1402)築後52年の建物に新築価格の減価償却費を考える家賃の鑑定書
頭を抱える家賃鑑定書に、再々度出くわした。
継続家賃の鑑定書である。
対象建物は、築52年の建物である。
築52年の建物の家賃を求める必要諸経費の減価償却費に、対象建物の再調達原価の金額を使用して求めている。
建物本体は再調達原価の1/50の金額、設備は再調達原価の1/15の金額とし、2つの合計を減価償却費として計上している。
1/50とは、建物の経済的耐用年数は50年と云うことであろう。
とすると、対象建物は築後52年であるから、経済的耐用年数を過ぎていることになる。
つまり減価償却は終了している建物である。
その建物に、なに故に、再調達原価、即ち新築建物価格の減価償却費が必要諸経費として加算されなければならないのか。

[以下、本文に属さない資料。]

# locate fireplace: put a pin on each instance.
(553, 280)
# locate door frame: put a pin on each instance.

設備も築後52年経っていることから、とうの昔に減価償却は終えている。
なに故に新築建設費の1/15の金額を、築52年の建物は、賃料の必要諸経費として負担しなければならないのか。
経済的耐用年数を過ぎている建物に、賃料の必要諸経費として、減価償却費を必要諸経費として認める根拠があるであろうか。
減価償却費とは、建物投下資本をその建物の経済的耐用年数のあいだに回収するためにあるものであろう。
経済的耐用年数が過ぎたと云うことは、建物の投下資本の回収が終わっていることを意味するのである。
加えて、経済的耐用年数が過ぎた建物賃料に、新築建物価格の減価償却費を費用として加算する根拠など無かろう。
減価償却費を除く他の項目要因の金額を一定とすると、減価償却費は、新築建築費を基礎にしてその1/50(設備は1/15)の金額であるから、新築建物も築52年の建物も必要諸経費は同じ金額ということになる。
その様なことは現実にはあり得ないであろう。
と言うことは、再調達原価の金額で減価償却費を求めることは間違っているということになる。
手許に届いた賃料鑑定書は、減価償却費について、2つの大きな間違いを犯している。
具体の例えを、下記に述べる。
築後52年の建物価格を2000万円とする。
再調達原価は10億円とする。建物本体と設備の割合を75:25とする。